Applications of Matrices and Determinants — Formula Sheet (Class 12 Maths)
Every identity below assumes \(A\) (and \(B\)) are \(n\times n\) and, where an inverse appears, non-singular (\(|A|\neq 0\)).
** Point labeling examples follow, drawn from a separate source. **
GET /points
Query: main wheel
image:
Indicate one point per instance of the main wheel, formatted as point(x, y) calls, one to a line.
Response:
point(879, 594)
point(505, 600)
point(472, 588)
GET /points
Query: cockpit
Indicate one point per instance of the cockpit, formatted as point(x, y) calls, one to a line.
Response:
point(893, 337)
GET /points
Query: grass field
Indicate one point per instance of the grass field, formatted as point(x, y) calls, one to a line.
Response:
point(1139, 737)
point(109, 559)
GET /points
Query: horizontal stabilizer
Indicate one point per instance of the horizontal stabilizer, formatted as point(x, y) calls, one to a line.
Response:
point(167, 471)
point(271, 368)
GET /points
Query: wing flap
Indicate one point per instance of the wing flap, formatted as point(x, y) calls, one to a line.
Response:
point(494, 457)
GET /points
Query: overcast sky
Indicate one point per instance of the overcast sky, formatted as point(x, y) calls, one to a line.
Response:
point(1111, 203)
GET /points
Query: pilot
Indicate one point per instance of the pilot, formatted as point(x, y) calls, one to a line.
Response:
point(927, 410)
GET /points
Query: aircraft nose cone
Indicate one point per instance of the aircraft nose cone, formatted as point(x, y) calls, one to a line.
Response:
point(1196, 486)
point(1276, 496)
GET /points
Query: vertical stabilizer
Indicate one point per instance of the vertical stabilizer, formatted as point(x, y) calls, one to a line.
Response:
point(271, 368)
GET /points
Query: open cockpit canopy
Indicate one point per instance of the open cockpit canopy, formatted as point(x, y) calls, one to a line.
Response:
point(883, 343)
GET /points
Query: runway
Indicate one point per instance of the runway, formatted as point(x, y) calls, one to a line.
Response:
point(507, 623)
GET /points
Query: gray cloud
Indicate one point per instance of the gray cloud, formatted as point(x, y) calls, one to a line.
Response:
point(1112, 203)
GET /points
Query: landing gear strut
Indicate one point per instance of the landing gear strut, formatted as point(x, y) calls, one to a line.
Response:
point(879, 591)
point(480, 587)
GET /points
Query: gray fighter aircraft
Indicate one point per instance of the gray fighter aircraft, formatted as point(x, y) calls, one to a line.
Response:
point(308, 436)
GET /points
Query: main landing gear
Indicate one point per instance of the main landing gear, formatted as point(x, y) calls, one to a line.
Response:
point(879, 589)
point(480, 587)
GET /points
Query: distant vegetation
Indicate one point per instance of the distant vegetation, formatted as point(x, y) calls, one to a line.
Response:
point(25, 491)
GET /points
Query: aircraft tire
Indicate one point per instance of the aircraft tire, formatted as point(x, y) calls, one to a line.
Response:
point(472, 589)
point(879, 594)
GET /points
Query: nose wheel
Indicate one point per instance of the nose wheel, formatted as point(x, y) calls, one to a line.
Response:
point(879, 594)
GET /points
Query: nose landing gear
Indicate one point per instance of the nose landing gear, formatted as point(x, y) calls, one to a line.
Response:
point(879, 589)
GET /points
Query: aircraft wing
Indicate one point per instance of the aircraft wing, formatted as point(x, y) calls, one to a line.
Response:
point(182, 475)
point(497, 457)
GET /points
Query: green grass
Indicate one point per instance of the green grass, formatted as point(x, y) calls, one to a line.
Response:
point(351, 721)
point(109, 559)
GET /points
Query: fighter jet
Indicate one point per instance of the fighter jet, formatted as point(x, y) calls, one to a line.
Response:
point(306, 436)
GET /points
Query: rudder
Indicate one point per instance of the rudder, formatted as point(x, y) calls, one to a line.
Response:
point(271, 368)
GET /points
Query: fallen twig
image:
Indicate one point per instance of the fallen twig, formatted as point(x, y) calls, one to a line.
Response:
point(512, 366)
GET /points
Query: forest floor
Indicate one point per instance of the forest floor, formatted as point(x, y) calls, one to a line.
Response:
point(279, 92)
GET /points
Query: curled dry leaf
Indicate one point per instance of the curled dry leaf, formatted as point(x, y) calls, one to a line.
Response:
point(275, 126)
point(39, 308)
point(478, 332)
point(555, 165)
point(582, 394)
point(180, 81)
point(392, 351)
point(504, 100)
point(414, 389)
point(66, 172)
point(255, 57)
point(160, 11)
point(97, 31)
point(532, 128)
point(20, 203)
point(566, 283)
Keep this sheet beside you while practising Exercise 1.8.
Inverse and adjoint
- \(A^{-1} = \dfrac{1}{|A|}\operatorname{adj}A\)
- \(A(\operatorname{adj}A) = (\operatorname{adj}A)A = |A|\,I\)
- \(\operatorname{adj}A = |A|\,A^{-1}\)
- \((\operatorname{adj}A)^{-1} = \operatorname{adj}(A^{-1}) = \dfrac{1}{|A|}A\)
Determinant identities
- \(|\operatorname{adj}A| = |A|^{\,n-1}\)
- \(|\operatorname{adj}(\operatorname{adj}A)| = |A|^{\,(n-1)^2}\)
- \(|A^{-1}| = \dfrac{1}{|A|}\)
- \(|AB| = |A|\,|B|\), \(\quad |kA| = k^{\,n}|A|\)
Adjoint identities
- \(\operatorname{adj}(\operatorname{adj}A) = |A|^{\,n-2}A\)
- \(\operatorname{adj}(AB) = (\operatorname{adj}B)(\operatorname{adj}A)\)
- \(\operatorname{adj}(\lambda A) = \lambda^{\,n-1}\operatorname{adj}A\)
- \((\operatorname{adj}A)^{T} = \operatorname{adj}(A^{T})\)
Inverse / transpose algebra
- \((AB)^{-1} = B^{-1}A^{-1}\), \(\quad (ABC)^{-1} = C^{-1}B^{-1}A^{-1}\)
- \((A^{T})^{-1} = (A^{-1})^{T}\), \(\quad (A^{-1})^{-1} = A\)
Orthogonal matrix
- \(AA^{T} = A^{T}A = I \iff A^{-1} = A^{T}\)
- If \(A\) is orthogonal, \(|A| = \pm 1\).
Solving \(AX = B\)
- Matrix inversion: \(X = A^{-1}B\) (needs \(|A|\neq 0\)).
- Cramer's rule: \(x_i = \dfrac{\Delta_i}{\Delta}\), \(\;\Delta = |A|\neq 0\); \(\Delta_i\) swaps column \(i\) of \(A\) for \(B\).
- Gaussian elimination: reduce \([A\,|\,B]\) to row-echelon form, then back-substitute (works even if \(A\) is singular or rectangular).
Consistency (\(n\) unknowns)
- \(\rho(A) = \rho([A|B]) = n\): unique solution.
- \(\rho(A) = \rho([A|B]) < n\): infinitely many (\((n-\rho)\)-parameter family).
- \(\rho(A) \neq \rho([A|B])\): inconsistent.
Homogeneous \(AX = O\)
- Always has the trivial solution \(X = O\).
- Non-trivial solution exists \(\iff \rho(A) < n\) \(\;(\iff |A| = 0\) for a square system\()\).